31 July 2003, 11:00 AM; DC1302 (Please note change of regular place)

Title: Mining the Web: Search Engines
Speaker: Ricardo Baeza-Yates, University of Chile
Abstract: The Web grows and evolves faster than we like and expect, imposing scalability and relevance problems to Web search engines. In this talk we present how mining Web data and usage logs allows to improve a search engine in several ways: page ranking, indices and interfaces. As a corollary we show several interesting relations of different Web characteristics: structure, dynamics, "quality", etc. Our results help to understand not only technical issues, but also social ones, as the Web is the collaborative work of many people, a few publishing, and all of them querying.

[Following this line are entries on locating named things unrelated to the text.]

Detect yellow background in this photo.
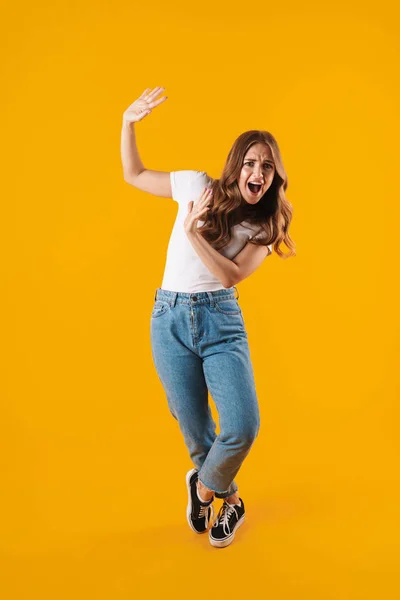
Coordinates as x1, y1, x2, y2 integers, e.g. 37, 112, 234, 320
0, 0, 400, 600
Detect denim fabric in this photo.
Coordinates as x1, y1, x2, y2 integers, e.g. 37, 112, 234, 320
150, 287, 260, 498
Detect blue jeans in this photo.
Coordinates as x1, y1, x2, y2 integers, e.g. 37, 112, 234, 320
150, 287, 260, 498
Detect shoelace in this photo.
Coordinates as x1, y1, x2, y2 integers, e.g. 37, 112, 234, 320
197, 504, 214, 527
213, 502, 239, 535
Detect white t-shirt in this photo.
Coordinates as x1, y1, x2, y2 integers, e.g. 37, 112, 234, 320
161, 170, 272, 293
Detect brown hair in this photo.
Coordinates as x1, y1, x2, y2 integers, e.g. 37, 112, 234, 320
198, 129, 296, 258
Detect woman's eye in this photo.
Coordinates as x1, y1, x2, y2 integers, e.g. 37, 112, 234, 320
244, 161, 272, 169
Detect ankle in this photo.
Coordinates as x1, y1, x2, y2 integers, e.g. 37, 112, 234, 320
196, 480, 214, 502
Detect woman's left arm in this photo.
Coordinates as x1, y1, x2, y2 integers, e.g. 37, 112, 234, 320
184, 188, 269, 288
184, 188, 238, 288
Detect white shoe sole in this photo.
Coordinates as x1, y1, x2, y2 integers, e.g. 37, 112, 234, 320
208, 514, 246, 548
186, 469, 214, 535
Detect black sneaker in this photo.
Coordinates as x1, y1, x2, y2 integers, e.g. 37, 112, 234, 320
186, 469, 214, 533
209, 498, 245, 548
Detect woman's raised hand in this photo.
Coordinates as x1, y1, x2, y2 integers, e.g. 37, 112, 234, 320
123, 87, 168, 123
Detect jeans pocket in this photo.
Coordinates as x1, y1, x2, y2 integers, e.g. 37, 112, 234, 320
151, 300, 170, 319
215, 298, 242, 316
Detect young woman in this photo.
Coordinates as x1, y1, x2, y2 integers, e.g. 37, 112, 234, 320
121, 87, 295, 547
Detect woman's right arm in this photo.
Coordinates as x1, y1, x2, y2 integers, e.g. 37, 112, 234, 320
121, 87, 172, 198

Bio: Ricardo Baeza-Yates obtained a Ph.D. in CS at U. of Waterloo, Canada, in 1989. In 1992 he was elected president of the Chilean Computer Science Society (SCCC) until 1995, being elected again in for 1997-98. During 1993, he received the Organization of American States award for young researchers in exact sciences. In 1994 he received the award to the best engineering research in the last 4 years from the Institute of Engineers of Chile. In 1997 with two Brazilian colleagues obtained the COMPAQ prize to the best Brazilian research article in CS. He was recently elected to the IEEE CS Board of Governors for the period 2002-04. In 2002 he was appointed to the Chilean Academy of Sciences, being the first person from computer science to achieve this position in Chile. Currently he is a professor at the CS department of the University of Chile, where he was the chair in the period 1993-95. He is also director of the Center for Web Research, a project funded by the Millenium Scientific Initiative. His research interests include information retrieval, algorithms, and information visualization. He is co-author of the book Modern Information Retrieval, published in 1999 by Addison-Wesley, as well as co-author of the 2nd edition of the Handbook of Algorithms and Data Structures, Addison-Wesley, 1991; and co-editor of Information Retrieval: Algorithms and Data Structures, Prentice-Hall, 1992.